As far as we can tell, Sen. George Voinovich (R-OH) is the only (and decisive) unknown vote. But it seems that committee chair Richard Lugar (R-IN) intends to make sure Bolton's nomination gets to the floor regardless of how the committee votes today.
The Senate Judiciary Committee meets in closed session in the morning and has a 4:00 pm ET open session planned for consideration of judicial nominees Kavanaugh, Boyle and Pryor.
Democrats will try to get the picture of the day by appearing with those Princeton students who were filibustering in front of the Frist family building on the school's campus.
At 3:15 pm ET, Majority Leader Frist and Sen. Mitch McConnell meet with members of the Michigan House delegation about 6th circuit court of appeals judicial nominees.
We do not underestimate the weird mélange of nervous and confidence that both sides express about the eventual outcome of the filibuster wars. Our best nose counting suggests that the Republicans have at least 50 semi-solid votes --- but there are several wavering Senators who adamantly do not want to be that 50th vote --- but don't want to be the 51st vote either.

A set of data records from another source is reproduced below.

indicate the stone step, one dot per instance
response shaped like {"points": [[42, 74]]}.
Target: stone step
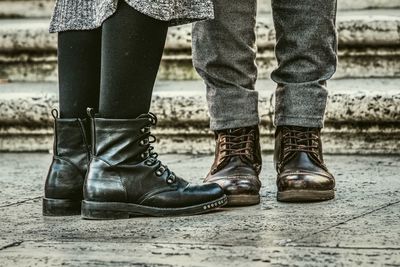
{"points": [[362, 116], [369, 46], [43, 8]]}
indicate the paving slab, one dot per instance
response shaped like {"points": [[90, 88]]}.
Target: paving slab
{"points": [[359, 227]]}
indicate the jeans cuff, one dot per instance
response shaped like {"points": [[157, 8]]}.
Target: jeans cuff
{"points": [[300, 104]]}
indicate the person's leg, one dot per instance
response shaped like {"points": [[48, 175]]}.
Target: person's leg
{"points": [[78, 71], [133, 44], [79, 85], [306, 53], [125, 176], [224, 53]]}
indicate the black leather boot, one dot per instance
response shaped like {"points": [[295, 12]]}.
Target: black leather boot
{"points": [[237, 165], [302, 174], [63, 188], [125, 178]]}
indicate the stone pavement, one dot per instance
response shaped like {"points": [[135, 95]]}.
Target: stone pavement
{"points": [[360, 227]]}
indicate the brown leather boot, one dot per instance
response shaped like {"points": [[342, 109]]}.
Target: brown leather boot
{"points": [[237, 165], [302, 174]]}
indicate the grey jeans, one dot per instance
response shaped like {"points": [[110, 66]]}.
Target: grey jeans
{"points": [[224, 53]]}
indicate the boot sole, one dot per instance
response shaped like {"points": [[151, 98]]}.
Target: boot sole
{"points": [[305, 195], [116, 210], [243, 200], [61, 207]]}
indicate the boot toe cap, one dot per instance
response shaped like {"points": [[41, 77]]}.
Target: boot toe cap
{"points": [[190, 196], [239, 185], [304, 180]]}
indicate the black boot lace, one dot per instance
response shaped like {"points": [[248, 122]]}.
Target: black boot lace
{"points": [[149, 156]]}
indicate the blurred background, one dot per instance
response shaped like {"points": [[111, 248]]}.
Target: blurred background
{"points": [[362, 117]]}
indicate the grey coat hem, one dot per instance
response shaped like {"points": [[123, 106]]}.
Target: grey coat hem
{"points": [[90, 14]]}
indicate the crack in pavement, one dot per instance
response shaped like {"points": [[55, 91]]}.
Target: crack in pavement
{"points": [[20, 202], [343, 222], [14, 244]]}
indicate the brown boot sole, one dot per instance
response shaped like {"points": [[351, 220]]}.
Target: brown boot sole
{"points": [[305, 195], [117, 210], [243, 200]]}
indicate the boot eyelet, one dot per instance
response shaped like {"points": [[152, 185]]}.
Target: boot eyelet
{"points": [[143, 142]]}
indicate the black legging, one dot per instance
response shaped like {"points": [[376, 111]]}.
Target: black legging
{"points": [[111, 69]]}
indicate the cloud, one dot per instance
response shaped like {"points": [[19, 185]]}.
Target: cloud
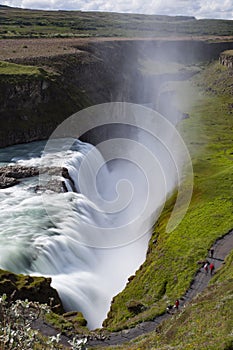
{"points": [[197, 8]]}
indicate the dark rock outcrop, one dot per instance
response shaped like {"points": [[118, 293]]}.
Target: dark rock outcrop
{"points": [[226, 58], [30, 288], [32, 107], [10, 176]]}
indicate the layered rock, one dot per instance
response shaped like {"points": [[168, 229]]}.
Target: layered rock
{"points": [[226, 58]]}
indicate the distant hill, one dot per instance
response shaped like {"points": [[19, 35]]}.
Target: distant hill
{"points": [[17, 23]]}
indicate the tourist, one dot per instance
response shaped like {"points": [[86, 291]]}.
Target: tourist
{"points": [[206, 267], [211, 268]]}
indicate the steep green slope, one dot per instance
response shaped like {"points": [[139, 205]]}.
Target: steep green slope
{"points": [[206, 323], [172, 258]]}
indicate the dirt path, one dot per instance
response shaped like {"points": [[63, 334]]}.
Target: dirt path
{"points": [[222, 248]]}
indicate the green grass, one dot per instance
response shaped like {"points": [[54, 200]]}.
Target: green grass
{"points": [[7, 68], [172, 261], [207, 321], [17, 23]]}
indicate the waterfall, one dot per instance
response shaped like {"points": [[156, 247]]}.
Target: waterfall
{"points": [[92, 238]]}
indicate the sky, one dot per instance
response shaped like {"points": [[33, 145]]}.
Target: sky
{"points": [[198, 8]]}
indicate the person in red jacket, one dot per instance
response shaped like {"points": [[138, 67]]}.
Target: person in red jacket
{"points": [[211, 268], [177, 303]]}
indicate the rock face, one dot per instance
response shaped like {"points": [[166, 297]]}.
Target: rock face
{"points": [[226, 58], [10, 176], [31, 288]]}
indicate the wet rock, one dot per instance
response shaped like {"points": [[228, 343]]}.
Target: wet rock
{"points": [[6, 182], [30, 288]]}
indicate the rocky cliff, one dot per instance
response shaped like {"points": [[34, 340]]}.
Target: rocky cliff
{"points": [[31, 107], [226, 58]]}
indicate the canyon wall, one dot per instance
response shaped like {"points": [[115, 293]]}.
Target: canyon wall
{"points": [[102, 71]]}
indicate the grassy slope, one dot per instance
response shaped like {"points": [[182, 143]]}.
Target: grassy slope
{"points": [[172, 261], [206, 323], [34, 23]]}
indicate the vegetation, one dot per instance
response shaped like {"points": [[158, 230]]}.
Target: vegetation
{"points": [[7, 68], [206, 322], [16, 327], [208, 135], [17, 22]]}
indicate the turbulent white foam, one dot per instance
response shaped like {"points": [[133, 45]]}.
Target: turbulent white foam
{"points": [[68, 236]]}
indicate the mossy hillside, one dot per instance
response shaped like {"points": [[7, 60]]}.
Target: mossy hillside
{"points": [[69, 323], [205, 323], [172, 259]]}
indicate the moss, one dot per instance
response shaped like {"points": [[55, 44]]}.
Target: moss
{"points": [[171, 261], [69, 323]]}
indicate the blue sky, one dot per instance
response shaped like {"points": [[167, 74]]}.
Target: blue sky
{"points": [[197, 8]]}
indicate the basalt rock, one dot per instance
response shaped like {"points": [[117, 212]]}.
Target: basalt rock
{"points": [[11, 175], [31, 288]]}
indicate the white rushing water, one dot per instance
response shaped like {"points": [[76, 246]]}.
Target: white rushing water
{"points": [[92, 238], [33, 242]]}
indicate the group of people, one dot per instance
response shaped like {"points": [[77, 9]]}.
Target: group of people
{"points": [[172, 307], [210, 266]]}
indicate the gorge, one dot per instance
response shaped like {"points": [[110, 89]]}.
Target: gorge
{"points": [[33, 108]]}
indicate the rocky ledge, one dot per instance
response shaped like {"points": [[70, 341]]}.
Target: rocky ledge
{"points": [[11, 175], [30, 288]]}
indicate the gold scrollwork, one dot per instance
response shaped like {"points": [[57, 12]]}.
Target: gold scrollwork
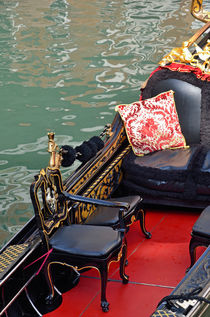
{"points": [[199, 12]]}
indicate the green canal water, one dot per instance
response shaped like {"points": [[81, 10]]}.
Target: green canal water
{"points": [[64, 66]]}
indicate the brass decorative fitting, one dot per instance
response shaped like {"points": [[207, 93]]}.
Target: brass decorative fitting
{"points": [[55, 153]]}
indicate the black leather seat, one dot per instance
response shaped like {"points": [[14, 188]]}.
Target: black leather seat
{"points": [[175, 177], [73, 245], [103, 216]]}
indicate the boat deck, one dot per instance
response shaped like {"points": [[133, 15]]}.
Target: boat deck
{"points": [[155, 267]]}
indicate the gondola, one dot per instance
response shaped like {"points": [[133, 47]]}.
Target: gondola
{"points": [[84, 221]]}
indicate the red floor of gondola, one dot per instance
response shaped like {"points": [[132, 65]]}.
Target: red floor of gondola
{"points": [[155, 267]]}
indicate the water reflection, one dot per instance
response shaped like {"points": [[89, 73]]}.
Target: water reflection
{"points": [[64, 66]]}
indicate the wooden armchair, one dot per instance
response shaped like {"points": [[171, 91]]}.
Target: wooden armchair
{"points": [[76, 246]]}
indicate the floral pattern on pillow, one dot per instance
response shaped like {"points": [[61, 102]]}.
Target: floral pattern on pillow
{"points": [[152, 124]]}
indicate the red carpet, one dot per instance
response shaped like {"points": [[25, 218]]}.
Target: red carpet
{"points": [[155, 267]]}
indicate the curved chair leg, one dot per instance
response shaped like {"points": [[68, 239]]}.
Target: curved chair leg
{"points": [[141, 218], [104, 276], [194, 243], [47, 273], [123, 263]]}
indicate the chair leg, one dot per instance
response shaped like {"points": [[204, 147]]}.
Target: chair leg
{"points": [[47, 274], [123, 263], [104, 277], [141, 218]]}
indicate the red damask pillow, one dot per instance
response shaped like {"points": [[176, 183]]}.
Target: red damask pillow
{"points": [[152, 124]]}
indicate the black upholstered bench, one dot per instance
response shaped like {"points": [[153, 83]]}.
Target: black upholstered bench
{"points": [[200, 234]]}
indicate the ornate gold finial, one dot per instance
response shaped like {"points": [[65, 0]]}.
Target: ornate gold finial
{"points": [[53, 149], [200, 58]]}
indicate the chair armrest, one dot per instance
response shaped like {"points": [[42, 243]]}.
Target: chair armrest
{"points": [[99, 202], [93, 201]]}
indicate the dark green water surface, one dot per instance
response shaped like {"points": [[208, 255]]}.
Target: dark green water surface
{"points": [[64, 66]]}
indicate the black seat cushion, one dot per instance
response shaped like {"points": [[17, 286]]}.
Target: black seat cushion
{"points": [[110, 216], [90, 241], [162, 172], [181, 173], [202, 225]]}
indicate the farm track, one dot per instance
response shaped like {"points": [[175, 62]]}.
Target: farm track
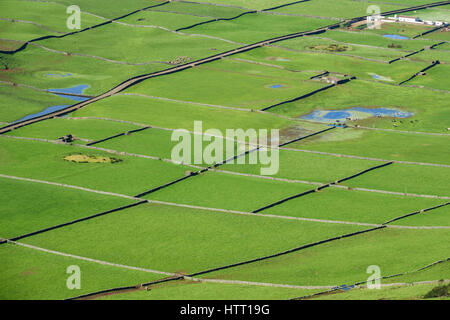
{"points": [[82, 30], [216, 170], [138, 79], [194, 174], [212, 169], [320, 188], [240, 15], [361, 283], [190, 277], [209, 209], [176, 278], [434, 64], [31, 22]]}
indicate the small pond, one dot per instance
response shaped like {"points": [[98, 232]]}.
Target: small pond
{"points": [[330, 116], [73, 90]]}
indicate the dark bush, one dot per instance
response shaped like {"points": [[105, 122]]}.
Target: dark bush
{"points": [[442, 290]]}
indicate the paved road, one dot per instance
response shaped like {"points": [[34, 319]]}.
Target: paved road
{"points": [[135, 80]]}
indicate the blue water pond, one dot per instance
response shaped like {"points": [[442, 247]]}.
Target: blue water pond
{"points": [[60, 75], [395, 36], [73, 90], [354, 113]]}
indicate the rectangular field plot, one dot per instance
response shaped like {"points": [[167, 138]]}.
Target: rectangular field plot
{"points": [[108, 9], [243, 85], [249, 4], [413, 292], [406, 178], [34, 13], [381, 144], [256, 27], [436, 217], [346, 261], [178, 115], [224, 191], [435, 78], [373, 40], [86, 130], [313, 44], [336, 9], [158, 143], [56, 70], [192, 290], [199, 9], [438, 53], [171, 21], [18, 102], [29, 206], [182, 240], [137, 45], [360, 68], [15, 34], [352, 206], [425, 110], [30, 274], [408, 30], [45, 161], [306, 166]]}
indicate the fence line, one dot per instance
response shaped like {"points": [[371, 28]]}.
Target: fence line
{"points": [[319, 188], [435, 63], [360, 284], [117, 135], [79, 31]]}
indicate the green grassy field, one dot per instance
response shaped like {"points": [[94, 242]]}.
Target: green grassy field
{"points": [[31, 272], [154, 237], [22, 212], [345, 261], [204, 221]]}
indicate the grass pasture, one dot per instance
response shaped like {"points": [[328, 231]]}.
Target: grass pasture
{"points": [[45, 161], [187, 222], [158, 236], [22, 212], [392, 250], [29, 272]]}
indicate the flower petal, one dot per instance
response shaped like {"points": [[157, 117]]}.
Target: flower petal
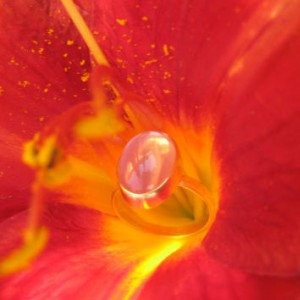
{"points": [[15, 177], [173, 58], [257, 145], [44, 65], [197, 276], [89, 256]]}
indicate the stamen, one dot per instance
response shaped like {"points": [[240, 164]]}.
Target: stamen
{"points": [[85, 32]]}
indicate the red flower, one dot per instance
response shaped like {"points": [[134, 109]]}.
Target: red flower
{"points": [[221, 78]]}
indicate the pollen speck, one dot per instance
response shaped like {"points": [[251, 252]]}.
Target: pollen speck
{"points": [[85, 77], [70, 42], [166, 75], [24, 83], [50, 31], [149, 62], [121, 22], [130, 80], [166, 50]]}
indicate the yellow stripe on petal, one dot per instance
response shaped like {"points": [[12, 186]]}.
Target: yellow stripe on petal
{"points": [[144, 269], [104, 124], [21, 258]]}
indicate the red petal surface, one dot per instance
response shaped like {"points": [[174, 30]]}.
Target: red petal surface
{"points": [[174, 54], [73, 265], [43, 60], [200, 277], [15, 177], [257, 145]]}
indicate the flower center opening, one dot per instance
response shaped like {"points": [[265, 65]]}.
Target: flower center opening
{"points": [[155, 194]]}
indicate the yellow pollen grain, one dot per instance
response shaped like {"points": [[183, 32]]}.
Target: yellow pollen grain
{"points": [[130, 80], [84, 31], [166, 75], [121, 22], [85, 77], [24, 83], [166, 50], [237, 67], [70, 42], [149, 62], [13, 62]]}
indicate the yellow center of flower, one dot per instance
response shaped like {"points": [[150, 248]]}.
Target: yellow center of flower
{"points": [[83, 157]]}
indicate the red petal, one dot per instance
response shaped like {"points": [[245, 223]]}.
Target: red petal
{"points": [[73, 265], [197, 276], [174, 55], [15, 177], [257, 143], [43, 60]]}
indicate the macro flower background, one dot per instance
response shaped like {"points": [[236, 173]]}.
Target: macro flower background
{"points": [[224, 76]]}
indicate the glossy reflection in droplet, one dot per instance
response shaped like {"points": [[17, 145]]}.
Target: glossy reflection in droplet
{"points": [[146, 168]]}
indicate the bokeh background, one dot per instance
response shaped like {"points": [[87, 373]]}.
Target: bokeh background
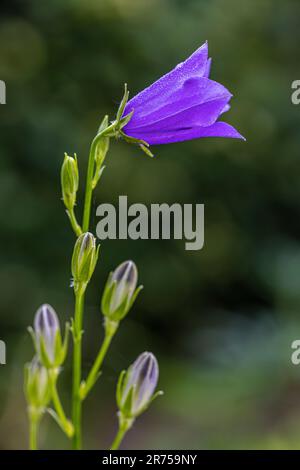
{"points": [[221, 321]]}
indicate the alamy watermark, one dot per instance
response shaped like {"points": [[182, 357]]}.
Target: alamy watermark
{"points": [[160, 221], [2, 92]]}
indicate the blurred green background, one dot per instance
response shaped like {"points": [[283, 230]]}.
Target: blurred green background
{"points": [[221, 320]]}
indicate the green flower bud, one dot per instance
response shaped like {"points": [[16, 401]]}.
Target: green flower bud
{"points": [[84, 259], [36, 385], [137, 385], [120, 291], [69, 180], [50, 348]]}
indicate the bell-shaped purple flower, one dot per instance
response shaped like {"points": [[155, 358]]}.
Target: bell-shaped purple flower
{"points": [[137, 385], [120, 291], [182, 105]]}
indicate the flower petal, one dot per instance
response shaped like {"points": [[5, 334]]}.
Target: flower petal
{"points": [[194, 66], [218, 129], [194, 91]]}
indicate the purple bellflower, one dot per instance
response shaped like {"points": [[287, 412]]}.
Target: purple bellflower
{"points": [[184, 104]]}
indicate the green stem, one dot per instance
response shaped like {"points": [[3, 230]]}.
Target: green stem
{"points": [[65, 424], [110, 330], [75, 226], [33, 435], [77, 335], [124, 426], [34, 416], [90, 176]]}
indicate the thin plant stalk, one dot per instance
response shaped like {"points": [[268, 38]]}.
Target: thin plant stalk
{"points": [[76, 400]]}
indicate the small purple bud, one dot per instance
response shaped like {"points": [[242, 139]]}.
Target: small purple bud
{"points": [[46, 327], [120, 291], [36, 384], [140, 382]]}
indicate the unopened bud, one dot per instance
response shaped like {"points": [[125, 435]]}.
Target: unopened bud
{"points": [[50, 348], [137, 385], [84, 259], [120, 291], [69, 180]]}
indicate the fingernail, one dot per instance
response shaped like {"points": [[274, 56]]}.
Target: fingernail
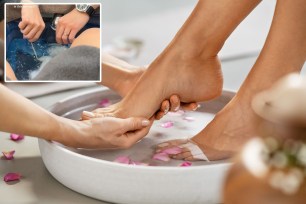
{"points": [[88, 114], [163, 144], [167, 110], [145, 123], [198, 106]]}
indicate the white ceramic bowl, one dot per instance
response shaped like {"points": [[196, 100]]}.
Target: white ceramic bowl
{"points": [[93, 173]]}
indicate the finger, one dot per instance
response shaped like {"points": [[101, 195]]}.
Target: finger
{"points": [[86, 115], [174, 103], [132, 124], [165, 107], [72, 35], [133, 137], [189, 106], [32, 33], [65, 36], [59, 34], [22, 25], [159, 115], [171, 143], [27, 29], [37, 36], [181, 155]]}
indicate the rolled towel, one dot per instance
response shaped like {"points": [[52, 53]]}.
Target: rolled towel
{"points": [[80, 63]]}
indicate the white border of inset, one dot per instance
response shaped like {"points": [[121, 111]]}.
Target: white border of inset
{"points": [[46, 81]]}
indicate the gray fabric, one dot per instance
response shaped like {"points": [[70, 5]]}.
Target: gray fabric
{"points": [[80, 63], [1, 61]]}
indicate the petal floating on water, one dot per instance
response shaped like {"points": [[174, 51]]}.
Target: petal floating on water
{"points": [[9, 155], [16, 137], [11, 177], [188, 118], [167, 124], [178, 113], [185, 164], [123, 160], [173, 150], [161, 156], [105, 103]]}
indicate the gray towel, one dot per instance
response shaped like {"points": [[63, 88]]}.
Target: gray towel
{"points": [[80, 63]]}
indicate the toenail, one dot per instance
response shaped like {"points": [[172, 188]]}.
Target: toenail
{"points": [[163, 145]]}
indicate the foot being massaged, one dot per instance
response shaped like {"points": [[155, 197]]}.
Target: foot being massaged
{"points": [[189, 67]]}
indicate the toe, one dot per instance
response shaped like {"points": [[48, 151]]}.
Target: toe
{"points": [[182, 156], [174, 103]]}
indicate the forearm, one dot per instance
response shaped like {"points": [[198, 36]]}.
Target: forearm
{"points": [[9, 72], [21, 116]]}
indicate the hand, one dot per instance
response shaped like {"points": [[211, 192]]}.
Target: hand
{"points": [[69, 25], [32, 24], [105, 133], [174, 104], [127, 80]]}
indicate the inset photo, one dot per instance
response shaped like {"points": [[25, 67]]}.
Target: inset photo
{"points": [[53, 42]]}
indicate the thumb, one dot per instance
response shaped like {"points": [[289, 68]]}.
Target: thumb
{"points": [[132, 124]]}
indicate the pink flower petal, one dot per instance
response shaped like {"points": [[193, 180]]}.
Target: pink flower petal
{"points": [[138, 163], [189, 119], [123, 160], [9, 155], [178, 113], [167, 124], [161, 156], [16, 137], [185, 164], [11, 177], [173, 150], [105, 103]]}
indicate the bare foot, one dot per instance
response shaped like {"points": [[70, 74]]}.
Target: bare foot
{"points": [[224, 136], [167, 76]]}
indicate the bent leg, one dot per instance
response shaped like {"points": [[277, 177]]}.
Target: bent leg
{"points": [[284, 52]]}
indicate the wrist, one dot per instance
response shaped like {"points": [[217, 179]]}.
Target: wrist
{"points": [[63, 130]]}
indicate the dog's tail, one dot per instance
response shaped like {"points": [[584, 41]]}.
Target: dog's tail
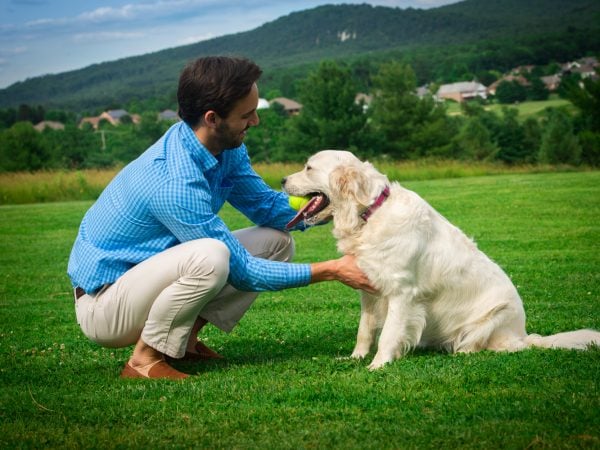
{"points": [[578, 340]]}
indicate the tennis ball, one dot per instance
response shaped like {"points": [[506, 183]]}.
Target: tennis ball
{"points": [[298, 203]]}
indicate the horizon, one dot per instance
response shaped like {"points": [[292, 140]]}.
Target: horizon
{"points": [[44, 37]]}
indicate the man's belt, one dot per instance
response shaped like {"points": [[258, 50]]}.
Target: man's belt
{"points": [[79, 293]]}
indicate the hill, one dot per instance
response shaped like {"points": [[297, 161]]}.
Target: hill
{"points": [[476, 34]]}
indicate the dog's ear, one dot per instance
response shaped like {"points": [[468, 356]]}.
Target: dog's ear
{"points": [[350, 182]]}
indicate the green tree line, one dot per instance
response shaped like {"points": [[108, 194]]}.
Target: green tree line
{"points": [[397, 124]]}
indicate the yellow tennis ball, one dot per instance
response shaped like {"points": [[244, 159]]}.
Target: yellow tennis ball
{"points": [[298, 203]]}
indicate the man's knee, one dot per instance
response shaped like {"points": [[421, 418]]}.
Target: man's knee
{"points": [[285, 246], [210, 257]]}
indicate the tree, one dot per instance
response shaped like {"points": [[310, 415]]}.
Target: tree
{"points": [[330, 118], [475, 142], [510, 137], [587, 99], [263, 142], [23, 148], [559, 144], [405, 125]]}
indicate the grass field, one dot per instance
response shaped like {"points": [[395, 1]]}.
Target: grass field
{"points": [[526, 109], [282, 385]]}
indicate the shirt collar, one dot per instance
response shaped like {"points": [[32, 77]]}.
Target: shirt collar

About 900 conservative luminaries have tickets to tonight's tribute to House Majority Leader Tom DeLay, which begins at 7:00 pm ET. (Cocktails, fellas and dames, are at 6:00.)
--- a slew of video testimonials to DeLay during dinner (from, we are told, Reps. Hastert, Blunt, Reynolds, Cox and Pence; Gov. Haley Barbour of Mississippi, Dr. James Dobson, and Sen. Jesse Helms.)
--- an eight-minute video right before DeLay speaks, focused on his Texas ties and accomplishments.
--- short speeches from Bob Livingston, Phyllis Schlafly, Morton Blackwell, L. Brent Bozell, Rep. Marsha Blackburn, and others.
DeLay is scheduled to come to the mic around 8:40 pm ET.
Behind the scenes, organizers are telling guests to use the occasion NOT solely as a celebration of DeLay but as a celebration of the conservative movement --- the triumph of pushing the judicial nominees forward, the Bolton vote, etc.
And that's what DeLay intends to speak about: he'll trace the conservative movement as he sees it from 1994 to the present, with specific references to what he believes he and his colleagues have accomplished. There'll be plenty of red meat, too.
And so there will be protests outside the Capital Hilton, and the United States Capitol Police will augment a perimeter with armed patrols and barricades. Democrats have already begun to use the occasion to press DeLay and Republicans on ethics matters. They'll drop research today showing what they consider to be questionable activities of several of the banquet's founders.
We expect RNC chairman Ken Mehlman and whip Roy Blunt to attend. Look for many Friday stories about who DIDN'T attend, though, at $250 a pop, it ain't cheap.
Meanwhile, CongressDailyAM reports that the House Ethics Committee is working to figure out staffing and logistics and has begun to look broadly into the practice of congressional travel. And Rep. Marty Meehan is still looking for Republican co-sponsors for his lobbying reform act. (Can someone explain to us why Christopher Shays hasn't already signed on?)